Na to pytanie nie ma jednej odpowiedzi – wszystko zależy bowiem od wielu czynników. W firmach B2B tekst sprawdzi się lepiej niż najlepsza kreacja graficzna. Z kolei w przypadku e-commerce ciężko byłoby sprzedać produkty bez ich wyeksponowania graficznego, bazując wyłącznie na tekście. Dodatkowo musimy dostosować kreację i treść mailingu do urządzeń czy aplikacji, na których otwierają go odbiorcy. Użytkownikom Outlooka nie ma sensu przygotowywać kreacji graficznych, bo i tak nie zostaną automatycznie pobrane obrazki, bazujemy więc na komunikacji tekstowej. Co ważne, mailing tekstowy nie jest jakąś uboższą alternatywą dla kreacji graficznych, często proste kampanie tekstowe konwertują o wiele lepiej niż piękne kreacje graficzne.

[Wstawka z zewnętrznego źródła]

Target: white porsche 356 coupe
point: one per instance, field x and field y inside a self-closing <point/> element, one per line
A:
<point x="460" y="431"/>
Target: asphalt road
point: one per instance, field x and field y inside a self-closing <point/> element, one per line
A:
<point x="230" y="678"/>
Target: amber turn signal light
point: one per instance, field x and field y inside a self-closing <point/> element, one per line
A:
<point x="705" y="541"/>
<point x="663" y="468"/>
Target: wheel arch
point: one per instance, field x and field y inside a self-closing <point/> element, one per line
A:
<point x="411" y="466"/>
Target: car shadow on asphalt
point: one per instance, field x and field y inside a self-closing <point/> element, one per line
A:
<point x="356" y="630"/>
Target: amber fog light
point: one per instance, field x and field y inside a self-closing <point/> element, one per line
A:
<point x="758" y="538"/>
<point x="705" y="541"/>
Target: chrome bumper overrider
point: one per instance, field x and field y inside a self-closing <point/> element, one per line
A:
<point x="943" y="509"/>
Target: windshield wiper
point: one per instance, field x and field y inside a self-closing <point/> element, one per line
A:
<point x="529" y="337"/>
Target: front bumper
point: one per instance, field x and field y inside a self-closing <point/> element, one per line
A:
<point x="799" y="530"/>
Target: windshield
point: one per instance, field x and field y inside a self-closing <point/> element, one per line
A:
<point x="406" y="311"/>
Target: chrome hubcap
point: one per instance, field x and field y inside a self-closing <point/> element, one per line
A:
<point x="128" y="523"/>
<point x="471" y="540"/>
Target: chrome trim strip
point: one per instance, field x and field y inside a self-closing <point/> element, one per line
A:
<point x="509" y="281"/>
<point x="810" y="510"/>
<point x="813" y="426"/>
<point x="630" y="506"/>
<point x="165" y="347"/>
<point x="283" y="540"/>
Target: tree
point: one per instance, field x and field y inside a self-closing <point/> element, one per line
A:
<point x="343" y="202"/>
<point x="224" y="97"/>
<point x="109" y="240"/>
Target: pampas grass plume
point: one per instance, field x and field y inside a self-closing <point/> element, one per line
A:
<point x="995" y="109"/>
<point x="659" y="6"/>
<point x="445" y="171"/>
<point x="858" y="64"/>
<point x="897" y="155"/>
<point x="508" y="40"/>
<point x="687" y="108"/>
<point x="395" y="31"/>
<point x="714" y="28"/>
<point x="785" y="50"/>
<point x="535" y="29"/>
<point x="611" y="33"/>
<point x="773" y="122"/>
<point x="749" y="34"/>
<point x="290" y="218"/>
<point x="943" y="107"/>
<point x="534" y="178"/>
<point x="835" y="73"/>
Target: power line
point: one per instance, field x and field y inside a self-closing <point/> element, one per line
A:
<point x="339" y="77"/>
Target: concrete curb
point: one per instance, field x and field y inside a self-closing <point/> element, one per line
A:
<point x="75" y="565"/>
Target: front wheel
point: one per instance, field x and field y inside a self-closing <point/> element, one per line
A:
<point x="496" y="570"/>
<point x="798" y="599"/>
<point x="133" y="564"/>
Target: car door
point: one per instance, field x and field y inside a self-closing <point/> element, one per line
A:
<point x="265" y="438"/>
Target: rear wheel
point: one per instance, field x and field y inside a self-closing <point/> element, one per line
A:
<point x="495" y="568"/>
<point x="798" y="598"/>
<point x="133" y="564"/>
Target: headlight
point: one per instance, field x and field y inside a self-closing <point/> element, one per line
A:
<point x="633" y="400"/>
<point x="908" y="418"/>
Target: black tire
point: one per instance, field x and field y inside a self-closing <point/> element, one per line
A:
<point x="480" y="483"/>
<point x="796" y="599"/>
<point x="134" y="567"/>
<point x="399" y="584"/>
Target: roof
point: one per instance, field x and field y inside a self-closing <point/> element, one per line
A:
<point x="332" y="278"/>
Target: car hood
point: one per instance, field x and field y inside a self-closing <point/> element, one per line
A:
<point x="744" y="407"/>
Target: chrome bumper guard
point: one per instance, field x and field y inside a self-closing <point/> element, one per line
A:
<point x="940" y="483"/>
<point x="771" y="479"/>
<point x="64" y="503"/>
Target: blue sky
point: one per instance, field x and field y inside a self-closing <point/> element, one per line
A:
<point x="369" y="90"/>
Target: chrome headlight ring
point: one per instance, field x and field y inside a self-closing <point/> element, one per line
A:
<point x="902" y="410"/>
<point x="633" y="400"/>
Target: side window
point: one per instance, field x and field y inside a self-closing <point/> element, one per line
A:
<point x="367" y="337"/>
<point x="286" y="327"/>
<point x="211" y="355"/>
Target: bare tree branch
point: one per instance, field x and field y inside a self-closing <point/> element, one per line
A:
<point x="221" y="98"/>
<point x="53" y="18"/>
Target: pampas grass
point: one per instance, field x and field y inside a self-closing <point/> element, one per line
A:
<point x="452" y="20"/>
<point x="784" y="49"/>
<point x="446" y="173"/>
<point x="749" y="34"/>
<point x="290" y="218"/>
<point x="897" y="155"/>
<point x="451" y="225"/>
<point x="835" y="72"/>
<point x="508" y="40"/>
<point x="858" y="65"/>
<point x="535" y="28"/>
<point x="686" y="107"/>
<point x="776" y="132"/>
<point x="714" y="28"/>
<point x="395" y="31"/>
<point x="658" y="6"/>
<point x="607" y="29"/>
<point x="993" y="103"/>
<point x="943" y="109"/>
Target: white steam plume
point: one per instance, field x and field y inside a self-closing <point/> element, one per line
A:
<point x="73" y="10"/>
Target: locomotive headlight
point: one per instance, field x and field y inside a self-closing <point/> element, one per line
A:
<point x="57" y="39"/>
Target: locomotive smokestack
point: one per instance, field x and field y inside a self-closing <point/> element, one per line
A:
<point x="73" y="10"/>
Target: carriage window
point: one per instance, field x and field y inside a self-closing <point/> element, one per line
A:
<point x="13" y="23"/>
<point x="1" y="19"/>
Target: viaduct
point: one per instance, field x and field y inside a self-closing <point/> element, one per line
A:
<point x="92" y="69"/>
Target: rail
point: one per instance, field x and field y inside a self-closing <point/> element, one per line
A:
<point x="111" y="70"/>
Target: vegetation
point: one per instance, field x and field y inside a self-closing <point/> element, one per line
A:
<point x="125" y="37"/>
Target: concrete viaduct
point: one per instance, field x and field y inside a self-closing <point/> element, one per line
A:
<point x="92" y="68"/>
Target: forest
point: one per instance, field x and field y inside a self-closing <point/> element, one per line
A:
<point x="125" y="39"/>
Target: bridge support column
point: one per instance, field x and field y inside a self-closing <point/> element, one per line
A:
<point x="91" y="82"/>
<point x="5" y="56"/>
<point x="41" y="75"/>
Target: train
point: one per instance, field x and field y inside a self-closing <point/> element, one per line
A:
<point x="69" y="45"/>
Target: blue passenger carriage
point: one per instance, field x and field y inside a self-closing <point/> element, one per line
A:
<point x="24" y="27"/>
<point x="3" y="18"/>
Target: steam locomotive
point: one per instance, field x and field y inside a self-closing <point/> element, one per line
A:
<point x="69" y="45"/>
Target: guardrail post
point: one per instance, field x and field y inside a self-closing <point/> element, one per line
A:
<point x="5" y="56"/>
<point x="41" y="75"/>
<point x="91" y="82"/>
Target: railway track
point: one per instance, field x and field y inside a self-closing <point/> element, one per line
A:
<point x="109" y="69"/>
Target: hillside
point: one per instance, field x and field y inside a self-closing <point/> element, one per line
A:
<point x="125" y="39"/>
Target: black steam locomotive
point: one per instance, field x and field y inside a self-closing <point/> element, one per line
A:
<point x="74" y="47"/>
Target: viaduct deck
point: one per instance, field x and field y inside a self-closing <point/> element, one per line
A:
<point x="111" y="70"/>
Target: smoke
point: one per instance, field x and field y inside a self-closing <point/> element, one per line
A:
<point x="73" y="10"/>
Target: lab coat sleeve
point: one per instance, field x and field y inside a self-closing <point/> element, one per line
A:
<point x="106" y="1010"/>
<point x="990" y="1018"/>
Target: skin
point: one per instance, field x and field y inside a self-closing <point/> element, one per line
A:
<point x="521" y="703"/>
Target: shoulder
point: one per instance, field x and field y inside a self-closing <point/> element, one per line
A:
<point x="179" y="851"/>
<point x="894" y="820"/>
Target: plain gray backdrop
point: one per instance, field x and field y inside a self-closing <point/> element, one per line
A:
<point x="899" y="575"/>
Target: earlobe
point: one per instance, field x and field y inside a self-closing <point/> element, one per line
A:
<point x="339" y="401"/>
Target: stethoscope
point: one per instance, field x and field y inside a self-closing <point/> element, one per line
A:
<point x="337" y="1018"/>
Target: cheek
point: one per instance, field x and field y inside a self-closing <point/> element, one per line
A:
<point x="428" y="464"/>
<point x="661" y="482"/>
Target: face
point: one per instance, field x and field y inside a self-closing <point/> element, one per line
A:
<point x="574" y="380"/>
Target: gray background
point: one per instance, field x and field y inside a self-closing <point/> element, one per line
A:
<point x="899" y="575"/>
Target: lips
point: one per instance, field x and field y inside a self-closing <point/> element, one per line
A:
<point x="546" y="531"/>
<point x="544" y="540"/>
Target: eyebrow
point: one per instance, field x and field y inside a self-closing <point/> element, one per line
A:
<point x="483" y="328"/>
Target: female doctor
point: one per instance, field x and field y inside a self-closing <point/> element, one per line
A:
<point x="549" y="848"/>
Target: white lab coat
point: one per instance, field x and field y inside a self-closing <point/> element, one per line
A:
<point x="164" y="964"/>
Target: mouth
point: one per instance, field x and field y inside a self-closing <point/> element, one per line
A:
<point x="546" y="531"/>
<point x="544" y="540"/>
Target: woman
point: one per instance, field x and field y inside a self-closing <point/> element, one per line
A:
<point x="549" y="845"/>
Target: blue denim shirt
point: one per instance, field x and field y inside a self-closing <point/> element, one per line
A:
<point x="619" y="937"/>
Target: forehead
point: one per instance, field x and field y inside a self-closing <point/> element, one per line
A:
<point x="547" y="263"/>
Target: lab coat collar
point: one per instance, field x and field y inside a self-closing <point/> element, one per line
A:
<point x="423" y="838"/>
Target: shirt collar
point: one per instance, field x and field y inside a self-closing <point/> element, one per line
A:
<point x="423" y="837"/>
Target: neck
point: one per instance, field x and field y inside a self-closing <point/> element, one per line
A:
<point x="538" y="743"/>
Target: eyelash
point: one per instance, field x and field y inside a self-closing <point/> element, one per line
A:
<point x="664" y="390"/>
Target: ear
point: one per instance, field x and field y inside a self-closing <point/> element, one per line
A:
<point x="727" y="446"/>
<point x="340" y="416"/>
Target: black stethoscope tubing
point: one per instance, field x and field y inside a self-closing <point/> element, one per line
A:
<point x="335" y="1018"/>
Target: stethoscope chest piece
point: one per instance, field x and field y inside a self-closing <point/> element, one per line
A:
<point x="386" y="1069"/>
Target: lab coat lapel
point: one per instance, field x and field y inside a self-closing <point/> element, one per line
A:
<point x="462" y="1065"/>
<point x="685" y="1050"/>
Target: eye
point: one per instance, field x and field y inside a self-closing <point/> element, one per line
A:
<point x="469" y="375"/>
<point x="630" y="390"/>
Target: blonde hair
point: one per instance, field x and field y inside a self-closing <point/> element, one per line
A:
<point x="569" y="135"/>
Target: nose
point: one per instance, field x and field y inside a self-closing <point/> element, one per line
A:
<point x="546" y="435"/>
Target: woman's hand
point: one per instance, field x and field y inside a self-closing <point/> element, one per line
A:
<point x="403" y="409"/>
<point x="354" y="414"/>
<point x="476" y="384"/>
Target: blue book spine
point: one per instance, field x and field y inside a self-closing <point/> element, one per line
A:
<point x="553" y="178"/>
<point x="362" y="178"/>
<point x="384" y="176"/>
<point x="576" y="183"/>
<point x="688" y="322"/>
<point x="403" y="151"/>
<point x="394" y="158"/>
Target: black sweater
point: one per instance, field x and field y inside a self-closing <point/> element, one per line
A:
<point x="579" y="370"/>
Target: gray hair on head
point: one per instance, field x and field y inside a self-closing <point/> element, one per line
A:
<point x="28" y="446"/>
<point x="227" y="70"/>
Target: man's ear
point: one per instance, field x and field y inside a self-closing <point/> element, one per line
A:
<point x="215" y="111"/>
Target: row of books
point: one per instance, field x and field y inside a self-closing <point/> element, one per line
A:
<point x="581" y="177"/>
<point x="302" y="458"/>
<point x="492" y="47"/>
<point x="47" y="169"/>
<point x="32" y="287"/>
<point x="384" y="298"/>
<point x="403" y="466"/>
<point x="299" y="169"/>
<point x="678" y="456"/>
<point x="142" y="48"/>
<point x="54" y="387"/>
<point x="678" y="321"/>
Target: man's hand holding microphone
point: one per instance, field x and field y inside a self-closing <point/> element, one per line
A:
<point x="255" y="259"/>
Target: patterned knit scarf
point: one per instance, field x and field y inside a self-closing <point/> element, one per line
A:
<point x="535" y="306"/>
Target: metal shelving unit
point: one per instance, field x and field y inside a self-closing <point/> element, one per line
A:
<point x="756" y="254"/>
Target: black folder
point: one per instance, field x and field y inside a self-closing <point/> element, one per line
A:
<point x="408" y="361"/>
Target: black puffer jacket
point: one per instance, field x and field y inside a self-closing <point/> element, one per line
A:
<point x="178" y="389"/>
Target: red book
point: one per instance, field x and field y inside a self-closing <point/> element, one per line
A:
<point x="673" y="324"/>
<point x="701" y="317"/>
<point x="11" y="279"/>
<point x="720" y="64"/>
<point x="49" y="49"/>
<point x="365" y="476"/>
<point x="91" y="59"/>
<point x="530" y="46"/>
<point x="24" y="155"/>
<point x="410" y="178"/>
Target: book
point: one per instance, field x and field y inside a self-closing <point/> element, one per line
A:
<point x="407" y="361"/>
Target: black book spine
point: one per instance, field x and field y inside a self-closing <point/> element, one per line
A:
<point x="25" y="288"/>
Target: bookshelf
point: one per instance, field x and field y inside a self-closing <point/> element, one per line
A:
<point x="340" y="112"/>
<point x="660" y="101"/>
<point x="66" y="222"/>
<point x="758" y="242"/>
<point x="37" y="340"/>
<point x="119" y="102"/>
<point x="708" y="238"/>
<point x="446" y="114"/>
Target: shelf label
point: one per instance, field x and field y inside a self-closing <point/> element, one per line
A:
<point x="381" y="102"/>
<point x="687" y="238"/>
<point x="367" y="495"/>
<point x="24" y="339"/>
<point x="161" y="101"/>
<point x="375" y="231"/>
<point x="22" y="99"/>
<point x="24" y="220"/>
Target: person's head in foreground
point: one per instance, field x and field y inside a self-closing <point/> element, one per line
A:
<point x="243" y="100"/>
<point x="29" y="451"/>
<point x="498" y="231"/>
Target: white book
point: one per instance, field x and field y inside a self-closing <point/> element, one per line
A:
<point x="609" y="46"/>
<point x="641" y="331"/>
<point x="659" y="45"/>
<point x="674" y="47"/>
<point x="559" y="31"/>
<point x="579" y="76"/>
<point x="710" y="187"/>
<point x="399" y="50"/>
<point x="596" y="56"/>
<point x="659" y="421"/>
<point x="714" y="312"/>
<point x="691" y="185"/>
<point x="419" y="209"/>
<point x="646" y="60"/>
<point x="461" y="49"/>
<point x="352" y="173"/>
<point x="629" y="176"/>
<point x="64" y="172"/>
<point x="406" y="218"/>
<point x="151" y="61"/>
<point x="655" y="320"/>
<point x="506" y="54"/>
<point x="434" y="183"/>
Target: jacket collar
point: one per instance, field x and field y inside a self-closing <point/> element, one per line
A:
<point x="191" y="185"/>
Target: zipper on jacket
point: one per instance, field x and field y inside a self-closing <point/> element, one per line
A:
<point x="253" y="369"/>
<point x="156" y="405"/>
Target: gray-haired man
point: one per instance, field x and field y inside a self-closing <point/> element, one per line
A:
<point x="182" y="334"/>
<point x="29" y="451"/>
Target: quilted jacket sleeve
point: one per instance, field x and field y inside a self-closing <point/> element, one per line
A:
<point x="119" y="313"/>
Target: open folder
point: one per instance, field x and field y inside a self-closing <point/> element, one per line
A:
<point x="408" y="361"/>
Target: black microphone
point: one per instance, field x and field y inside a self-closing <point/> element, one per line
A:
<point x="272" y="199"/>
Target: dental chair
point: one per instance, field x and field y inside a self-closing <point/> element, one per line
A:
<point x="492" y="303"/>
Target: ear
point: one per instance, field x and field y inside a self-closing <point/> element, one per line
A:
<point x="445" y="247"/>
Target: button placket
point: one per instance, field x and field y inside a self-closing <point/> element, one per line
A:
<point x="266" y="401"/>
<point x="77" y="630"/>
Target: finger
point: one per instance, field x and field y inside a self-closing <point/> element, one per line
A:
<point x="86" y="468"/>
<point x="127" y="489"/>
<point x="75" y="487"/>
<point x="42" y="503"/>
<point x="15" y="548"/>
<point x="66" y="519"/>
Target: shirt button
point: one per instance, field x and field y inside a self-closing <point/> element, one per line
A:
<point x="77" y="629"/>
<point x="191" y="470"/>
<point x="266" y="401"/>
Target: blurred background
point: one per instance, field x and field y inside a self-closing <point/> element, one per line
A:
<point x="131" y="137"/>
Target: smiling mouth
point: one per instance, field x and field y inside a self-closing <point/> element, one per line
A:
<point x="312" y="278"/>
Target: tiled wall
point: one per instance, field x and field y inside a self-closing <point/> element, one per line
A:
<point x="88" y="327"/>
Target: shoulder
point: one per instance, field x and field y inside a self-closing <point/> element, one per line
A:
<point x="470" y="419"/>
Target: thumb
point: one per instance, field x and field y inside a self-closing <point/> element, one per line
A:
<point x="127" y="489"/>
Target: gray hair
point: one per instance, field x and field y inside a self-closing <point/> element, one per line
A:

Czym Twoim zdaniem wyróżnia się email spośród wielu kanałów służących do marketingu online?

Oprócz wysokiego ROI, prostotą w przygotowaniu przy jednoczesnej możliwości mierzenia wszystkiego, co się dzieje z mailem i jego odbiorcą. Email jest bardzo bezpośrednim kanałem, a skrzynka pocztowa jest jednym z najbardziej prywatnych miejsc w sieci. Dane, jakie zbierają systemy do wysyłek, dają nam możliwość niesamowitej personalizacji komunikatu, wychodząc daleko poza standardowe wykorzystanie imienia w treści maila. Dane umożliwiają też dokładne targetowanie odbiorców, a prostota maila sprawia, że jest on łatwy zarówno w odbiorze (przeczytanie wiadomości i jej przetworzenie zajmuje odbiorcy kilka sekund), jak i w przygotowaniu (od momentu powstania pomysłu do jego realizacji wystarczy w większości kilka godzin).

Rozmawiał Szymon Dyrlaga, Content Designer we FreshMailu

------------------

Marcin Kociuba

Jako Strategy Manager w firmie FreshMail odpowiada za kierowanie zespołem przygotowującym strategie email marketingowe dla kluczowych klientów. Od 15 lat pracuje w branży nowych mediów i marketingu. Zdarza mu się napisać parę słów (m.in. „Marketer+”, „Nowa Sprzedaż”, „Marketing w Praktyce”) czy wystąpić z prezentacją na konferencjach i warsztatach, a także uczelniach.